Plus, a test of AI translation
Issue 88
On today’s quest:
— Authors: Find your books in the Anthropic settlement database
— LLMs do a so-so job at round-trip translation
— AI video is now indistinguishable from real life
— AI Sidequest: The podcast
— LLMs love their own writing
— Examples of AI quality control from Amazon
The official database is now online for books that qualify for a payout in the Anthropic copyright settlement case. Be sure to try different spellings of your name and book titles to make sure you catch entries that could have small errors.
LLMs do a so-so job at round-trip translation
Lech Mazur of Advamag ran a “round trip” translation test going from English to another language and then back to English. He tested 8 models across 10 languages for 200 different types of writing (e.g., etymology column, school trip FAQ, alt text, piano lesson plan).
There were some variations between languages, but ChatGPT with medium reasoning generally came out on top. The average score across all models for all languages was 8.4 or greater, except for Swahili, which was ~7.6. For reference, this is how he defined a score of 7 and 9:
9.0: tiny phrasing differences only; full fidelity
7.0: generally faithful but some nuance loss or mild shifts
Mazur also provides detailed failure reports, which catalog what the models did wrong. These reports make the output sound less impressive than the numerical scores to me (example report for ChatGPT-5: Spanish).
AI video is now indistinguishable from real life
I’ve been worried for a while about AI video and the problems it’s going to cause with people’s perception of reality, and after seeing this AI-generated “behind-the-scenes” video of KPOP Demon Hunters a couple of weeks ago, I felt like we had crossed the Rubicon. Seen out of context, I never would have suspected it was AI. I would have thought it was just some fun teens on set for a movie I didn’t recognize.

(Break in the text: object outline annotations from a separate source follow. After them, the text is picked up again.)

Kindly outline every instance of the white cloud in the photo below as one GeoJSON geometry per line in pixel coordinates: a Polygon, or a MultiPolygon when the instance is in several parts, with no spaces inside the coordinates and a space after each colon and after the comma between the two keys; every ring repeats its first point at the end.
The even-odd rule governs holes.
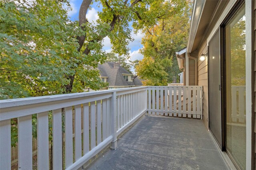
{"type": "Polygon", "coordinates": [[[129,43],[128,47],[131,49],[136,47],[142,47],[142,45],[141,43],[141,39],[144,35],[144,33],[142,33],[140,31],[139,31],[137,34],[135,34],[134,31],[132,31],[131,36],[134,40],[133,41],[131,41],[129,43]]]}
{"type": "Polygon", "coordinates": [[[130,51],[130,56],[131,57],[131,61],[133,61],[136,60],[141,60],[143,58],[143,55],[139,53],[140,49],[138,50],[135,50],[132,52],[130,51]]]}
{"type": "Polygon", "coordinates": [[[74,14],[76,14],[78,12],[78,10],[76,8],[76,5],[75,5],[75,4],[73,2],[70,2],[70,6],[71,6],[72,9],[70,9],[68,11],[68,15],[69,16],[71,17],[74,14]]]}
{"type": "Polygon", "coordinates": [[[94,8],[92,8],[91,10],[89,10],[87,12],[86,18],[90,23],[92,23],[92,21],[96,22],[96,20],[99,18],[99,16],[98,15],[98,11],[95,10],[94,8]]]}
{"type": "Polygon", "coordinates": [[[102,43],[103,45],[103,49],[105,51],[109,51],[110,52],[111,49],[112,48],[112,45],[110,43],[110,39],[108,37],[106,37],[103,39],[103,42],[102,43]],[[110,51],[109,51],[110,50],[110,51]]]}

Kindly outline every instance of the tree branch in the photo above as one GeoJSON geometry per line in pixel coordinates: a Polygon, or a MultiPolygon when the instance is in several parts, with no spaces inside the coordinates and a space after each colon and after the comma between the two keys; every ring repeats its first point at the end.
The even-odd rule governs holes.
{"type": "MultiPolygon", "coordinates": [[[[85,31],[86,29],[85,25],[84,25],[84,24],[88,22],[88,21],[86,19],[86,12],[87,12],[87,10],[92,1],[92,0],[84,0],[80,7],[79,15],[79,26],[81,27],[83,31],[85,31]]],[[[79,47],[77,49],[78,51],[80,51],[80,50],[84,43],[86,37],[86,35],[84,35],[78,36],[76,37],[76,39],[78,41],[78,43],[79,44],[79,47]]]]}
{"type": "Polygon", "coordinates": [[[135,14],[136,14],[136,15],[137,15],[137,16],[138,17],[138,18],[139,18],[140,20],[142,20],[142,18],[141,18],[140,16],[140,14],[139,14],[139,13],[137,11],[135,11],[134,12],[135,13],[135,14]]]}
{"type": "Polygon", "coordinates": [[[132,3],[132,4],[131,4],[131,6],[130,6],[130,7],[133,8],[133,6],[134,6],[135,4],[137,4],[139,2],[142,2],[142,0],[135,0],[132,3]]]}
{"type": "Polygon", "coordinates": [[[153,35],[153,34],[150,32],[150,31],[149,31],[148,29],[147,30],[148,30],[148,33],[149,33],[150,35],[153,35]]]}
{"type": "Polygon", "coordinates": [[[112,8],[109,5],[109,4],[108,4],[108,1],[107,0],[105,1],[105,4],[106,4],[106,6],[107,6],[108,8],[111,10],[111,11],[113,10],[113,9],[112,9],[112,8]]]}

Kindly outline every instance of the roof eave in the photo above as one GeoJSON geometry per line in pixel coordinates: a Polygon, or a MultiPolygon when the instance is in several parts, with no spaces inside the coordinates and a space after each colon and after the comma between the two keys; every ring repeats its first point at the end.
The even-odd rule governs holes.
{"type": "Polygon", "coordinates": [[[195,0],[190,22],[187,51],[191,53],[206,1],[195,0]]]}

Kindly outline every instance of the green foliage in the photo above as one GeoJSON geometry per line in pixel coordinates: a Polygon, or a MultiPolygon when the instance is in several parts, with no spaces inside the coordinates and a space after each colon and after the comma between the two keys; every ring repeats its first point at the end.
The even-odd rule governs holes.
{"type": "Polygon", "coordinates": [[[75,75],[72,92],[101,87],[98,71],[85,68],[96,68],[104,57],[78,51],[76,37],[84,33],[62,1],[0,2],[1,99],[65,93],[69,75],[75,75]]]}
{"type": "Polygon", "coordinates": [[[232,86],[245,86],[245,20],[240,19],[230,29],[232,86]]]}
{"type": "Polygon", "coordinates": [[[167,85],[179,78],[181,71],[175,52],[186,47],[187,43],[192,9],[191,2],[180,2],[181,8],[176,12],[172,11],[172,15],[143,29],[145,36],[142,43],[144,48],[140,53],[144,58],[135,68],[138,75],[145,80],[144,85],[167,85]]]}
{"type": "MultiPolygon", "coordinates": [[[[90,2],[84,2],[86,0],[90,2]]],[[[113,53],[127,57],[127,45],[133,39],[130,25],[135,32],[142,29],[146,32],[153,25],[159,25],[159,20],[180,14],[186,2],[95,0],[94,2],[102,7],[102,11],[98,13],[99,19],[96,23],[86,22],[79,25],[78,21],[73,21],[68,18],[68,10],[71,7],[68,0],[36,0],[29,3],[26,0],[2,0],[0,98],[80,92],[86,88],[97,90],[106,86],[99,78],[97,69],[98,64],[106,59],[102,50],[103,39],[110,38],[113,53]],[[85,37],[84,41],[78,42],[77,38],[82,37],[85,37]]],[[[159,35],[163,38],[167,35],[159,35]]],[[[161,55],[164,54],[163,49],[161,55]]],[[[144,55],[152,57],[147,55],[149,52],[145,51],[144,55]]],[[[151,72],[155,72],[163,77],[158,83],[167,82],[168,74],[162,71],[162,68],[171,65],[171,59],[148,59],[149,62],[162,69],[151,70],[151,72]]],[[[50,140],[52,116],[50,112],[50,140]]],[[[32,115],[32,119],[33,135],[36,138],[36,115],[32,115]]],[[[14,146],[17,122],[15,119],[11,121],[12,145],[14,146]]]]}

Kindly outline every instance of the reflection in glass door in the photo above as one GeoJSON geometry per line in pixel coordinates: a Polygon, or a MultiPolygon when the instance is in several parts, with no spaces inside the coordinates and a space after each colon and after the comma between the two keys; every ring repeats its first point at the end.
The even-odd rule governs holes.
{"type": "Polygon", "coordinates": [[[224,27],[226,47],[226,148],[246,168],[245,11],[244,5],[224,27]]]}

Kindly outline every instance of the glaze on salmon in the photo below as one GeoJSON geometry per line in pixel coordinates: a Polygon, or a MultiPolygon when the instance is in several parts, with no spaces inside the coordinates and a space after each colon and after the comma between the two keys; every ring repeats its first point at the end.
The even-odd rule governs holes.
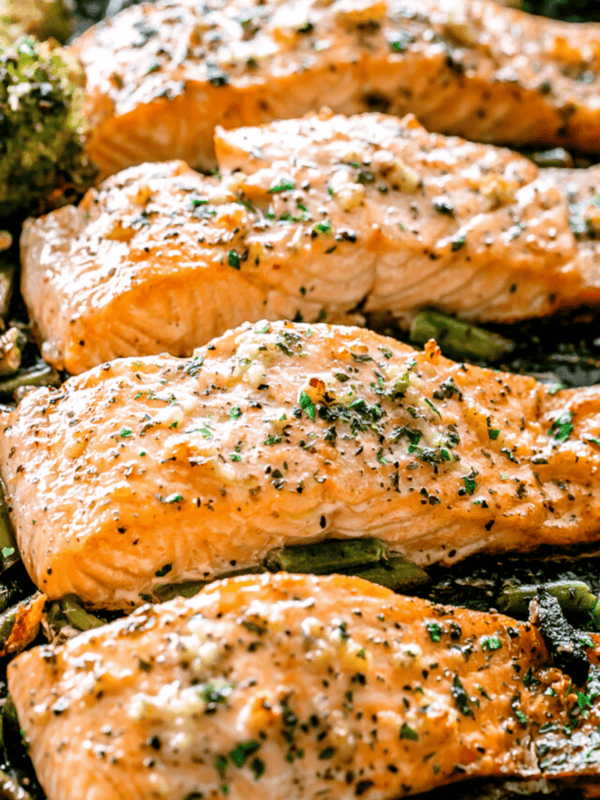
{"type": "Polygon", "coordinates": [[[99,608],[329,538],[425,566],[565,550],[600,541],[600,387],[263,321],[28,394],[0,468],[34,582],[99,608]]]}
{"type": "Polygon", "coordinates": [[[569,176],[598,186],[599,168],[540,171],[380,114],[220,130],[217,153],[220,179],[135,167],[26,225],[22,290],[48,361],[189,355],[245,320],[434,305],[507,322],[600,297],[595,228],[578,239],[569,217],[569,176]]]}
{"type": "Polygon", "coordinates": [[[48,800],[396,800],[587,743],[577,775],[598,715],[570,686],[529,624],[339,575],[221,581],[9,665],[48,800]]]}
{"type": "Polygon", "coordinates": [[[211,169],[217,125],[323,105],[597,153],[599,32],[493,0],[184,0],[128,9],[73,49],[87,78],[89,152],[111,174],[172,158],[211,169]]]}

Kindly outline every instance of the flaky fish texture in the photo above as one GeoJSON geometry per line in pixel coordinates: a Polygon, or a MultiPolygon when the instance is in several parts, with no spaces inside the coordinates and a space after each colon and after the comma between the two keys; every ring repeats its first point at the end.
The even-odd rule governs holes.
{"type": "Polygon", "coordinates": [[[565,764],[598,721],[570,686],[529,624],[339,575],[219,581],[9,665],[48,800],[396,800],[544,760],[592,772],[593,744],[565,764]]]}
{"type": "Polygon", "coordinates": [[[26,225],[23,296],[52,364],[189,355],[245,320],[434,305],[507,322],[600,298],[600,168],[538,170],[381,114],[216,141],[220,178],[134,167],[26,225]]]}
{"type": "Polygon", "coordinates": [[[600,25],[493,0],[146,3],[85,33],[89,152],[105,174],[215,166],[216,125],[415,114],[495,144],[600,152],[600,25]]]}
{"type": "Polygon", "coordinates": [[[246,324],[191,360],[115,361],[2,429],[27,569],[97,607],[330,538],[421,565],[600,541],[600,387],[550,394],[358,328],[246,324]]]}

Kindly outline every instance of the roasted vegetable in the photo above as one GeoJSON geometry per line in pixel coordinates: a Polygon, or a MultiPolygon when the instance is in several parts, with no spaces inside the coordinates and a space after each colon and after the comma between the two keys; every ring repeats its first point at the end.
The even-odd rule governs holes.
{"type": "Polygon", "coordinates": [[[435,339],[445,355],[454,358],[498,361],[514,350],[514,342],[439,311],[420,311],[410,328],[410,341],[425,344],[435,339]]]}
{"type": "Polygon", "coordinates": [[[543,589],[555,597],[563,611],[593,611],[597,598],[583,581],[554,581],[541,585],[511,586],[506,584],[498,596],[498,608],[503,614],[519,616],[527,614],[529,603],[543,589]]]}
{"type": "Polygon", "coordinates": [[[7,44],[22,34],[66,42],[71,14],[65,0],[0,0],[0,37],[7,44]]]}
{"type": "Polygon", "coordinates": [[[0,217],[44,213],[91,185],[79,75],[31,37],[0,47],[0,217]]]}

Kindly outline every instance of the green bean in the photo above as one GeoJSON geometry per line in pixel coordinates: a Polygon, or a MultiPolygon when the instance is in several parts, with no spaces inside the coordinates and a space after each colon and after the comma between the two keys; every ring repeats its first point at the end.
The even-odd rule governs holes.
{"type": "Polygon", "coordinates": [[[538,167],[566,167],[572,169],[575,166],[573,156],[564,147],[553,147],[552,150],[531,153],[529,157],[538,167]]]}
{"type": "Polygon", "coordinates": [[[564,611],[592,611],[597,598],[583,581],[555,581],[554,583],[510,586],[505,584],[498,596],[498,608],[509,615],[527,614],[529,603],[538,589],[545,589],[555,597],[564,611]]]}
{"type": "Polygon", "coordinates": [[[390,556],[385,561],[364,569],[346,570],[346,573],[396,591],[409,591],[430,581],[425,570],[400,555],[390,556]]]}
{"type": "Polygon", "coordinates": [[[27,338],[18,328],[9,328],[0,336],[0,378],[18,371],[26,343],[27,338]]]}
{"type": "Polygon", "coordinates": [[[14,378],[0,381],[0,395],[12,395],[17,389],[27,386],[59,386],[60,376],[49,364],[39,364],[21,372],[14,378]]]}
{"type": "Polygon", "coordinates": [[[12,247],[12,234],[9,231],[0,231],[0,251],[10,250],[12,247]]]}
{"type": "Polygon", "coordinates": [[[89,631],[106,624],[104,620],[86,611],[79,598],[74,594],[66,595],[62,600],[52,603],[48,611],[48,619],[58,630],[65,625],[70,625],[77,631],[89,631]]]}
{"type": "Polygon", "coordinates": [[[327,575],[355,567],[376,564],[385,557],[387,547],[379,539],[330,539],[317,544],[271,550],[265,566],[271,572],[301,572],[327,575]]]}
{"type": "Polygon", "coordinates": [[[435,339],[444,352],[459,358],[485,361],[498,361],[515,348],[514,342],[497,333],[477,328],[439,311],[420,311],[411,326],[410,341],[423,345],[429,339],[435,339]]]}
{"type": "Polygon", "coordinates": [[[12,259],[0,259],[0,317],[2,319],[5,319],[8,315],[10,301],[15,288],[16,272],[16,266],[12,259]]]}
{"type": "Polygon", "coordinates": [[[19,559],[15,533],[8,516],[4,488],[0,481],[0,572],[5,572],[13,564],[16,564],[19,559]]]}
{"type": "Polygon", "coordinates": [[[159,603],[172,600],[174,597],[193,597],[206,586],[206,581],[183,581],[182,583],[164,583],[154,588],[159,603]]]}

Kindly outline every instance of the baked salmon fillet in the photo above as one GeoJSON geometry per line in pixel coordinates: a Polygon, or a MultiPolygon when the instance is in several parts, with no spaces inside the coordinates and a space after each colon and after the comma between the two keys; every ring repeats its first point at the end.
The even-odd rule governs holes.
{"type": "Polygon", "coordinates": [[[496,144],[600,152],[600,25],[493,0],[145,3],[83,34],[89,153],[104,174],[215,166],[216,125],[415,114],[496,144]]]}
{"type": "Polygon", "coordinates": [[[133,167],[25,226],[22,291],[48,361],[189,355],[262,318],[435,305],[510,321],[600,297],[586,255],[600,212],[576,235],[569,210],[571,183],[598,186],[600,168],[546,173],[380,114],[220,130],[217,152],[220,179],[133,167]]]}
{"type": "Polygon", "coordinates": [[[600,541],[600,387],[552,394],[435,343],[246,324],[190,360],[40,389],[3,421],[19,549],[51,599],[127,609],[328,539],[419,565],[600,541]]]}
{"type": "Polygon", "coordinates": [[[540,777],[540,729],[564,746],[577,725],[549,663],[529,624],[281,573],[146,606],[8,675],[48,800],[395,800],[540,777]]]}

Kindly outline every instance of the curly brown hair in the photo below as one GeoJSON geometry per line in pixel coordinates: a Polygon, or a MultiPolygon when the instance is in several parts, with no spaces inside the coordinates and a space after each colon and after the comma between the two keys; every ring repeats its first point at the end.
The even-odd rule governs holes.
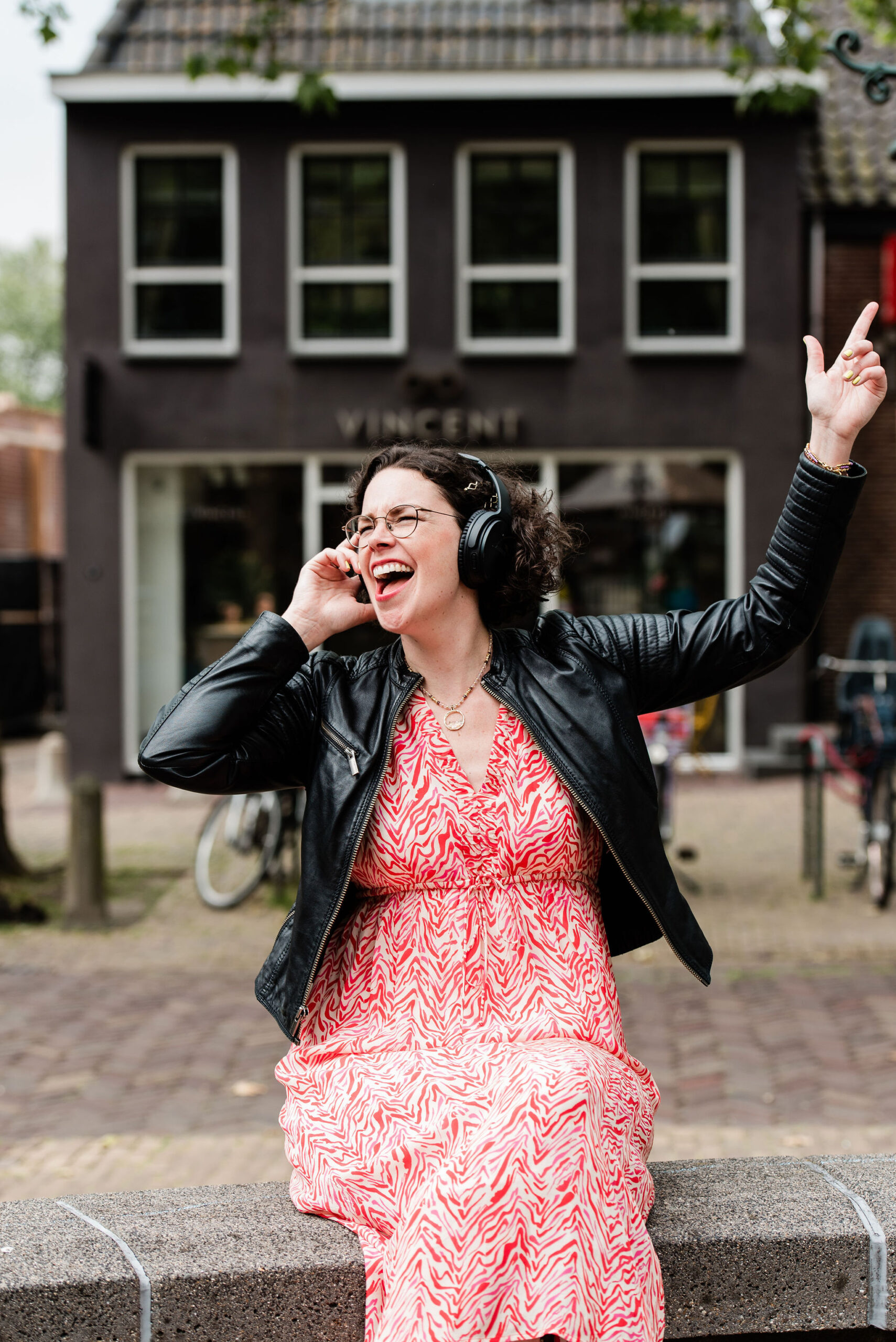
{"type": "MultiPolygon", "coordinates": [[[[418,471],[432,480],[464,521],[484,506],[491,494],[488,476],[453,447],[432,443],[392,443],[376,451],[349,484],[349,515],[361,513],[368,484],[389,466],[418,471]],[[479,487],[469,488],[475,483],[479,487]]],[[[519,471],[490,462],[507,486],[512,509],[514,548],[504,577],[494,588],[479,590],[479,613],[488,627],[518,624],[533,613],[538,603],[562,582],[563,562],[579,548],[575,530],[550,507],[550,493],[539,494],[519,471]]]]}

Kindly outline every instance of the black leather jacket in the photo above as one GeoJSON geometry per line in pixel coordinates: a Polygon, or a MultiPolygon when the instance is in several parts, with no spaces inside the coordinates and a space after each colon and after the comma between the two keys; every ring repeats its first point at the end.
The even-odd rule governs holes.
{"type": "MultiPolygon", "coordinates": [[[[861,467],[840,478],[801,458],[746,596],[671,615],[553,611],[531,633],[495,631],[483,687],[524,722],[605,839],[600,884],[612,954],[663,935],[710,982],[712,951],[663,848],[637,715],[743,684],[799,647],[864,478],[861,467]]],[[[398,641],[361,658],[309,655],[286,620],[262,615],[162,709],[141,746],[150,777],[192,792],[307,789],[302,882],[255,984],[290,1037],[343,907],[396,721],[418,683],[398,641]]]]}

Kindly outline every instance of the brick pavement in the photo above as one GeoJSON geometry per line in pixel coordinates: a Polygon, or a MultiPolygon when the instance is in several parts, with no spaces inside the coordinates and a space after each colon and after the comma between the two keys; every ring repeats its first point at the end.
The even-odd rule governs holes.
{"type": "MultiPolygon", "coordinates": [[[[131,890],[153,875],[161,898],[99,934],[0,933],[0,1197],[288,1173],[272,1076],[284,1041],[252,993],[282,910],[260,894],[212,913],[173,875],[207,805],[110,789],[110,866],[131,890]]],[[[63,821],[16,788],[11,829],[30,856],[63,821]]],[[[629,1048],[663,1094],[655,1158],[896,1150],[896,911],[871,911],[833,867],[830,898],[810,905],[797,823],[790,780],[681,789],[714,985],[661,945],[616,965],[629,1048]]],[[[830,823],[832,851],[848,847],[846,808],[830,823]]]]}

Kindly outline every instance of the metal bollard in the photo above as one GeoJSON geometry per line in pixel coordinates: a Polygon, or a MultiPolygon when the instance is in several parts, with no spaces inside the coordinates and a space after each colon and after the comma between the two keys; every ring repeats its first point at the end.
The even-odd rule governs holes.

This isn’t a leaked clip from KPOP Demon Hunters—it’s actually AI-generated. The more realistic these fake behind-the-scenes clips look, the harder they become to distinguish from the real thing.
— luokai (@luok.ai)2025-09-22T17:18:18.186Z
And now, OpenAI has released Sora, an even better AI video generator. Plus, they’ve launched a new TikTok-style vertical video app filled with Sora videos. Using the app, you can put yourself and your friends into any video. For example, you can make a video that looks like your best friend being caught on a convenience store security camera shoplifting a bottle of gin. wHaT cOuLd Go WrOnG?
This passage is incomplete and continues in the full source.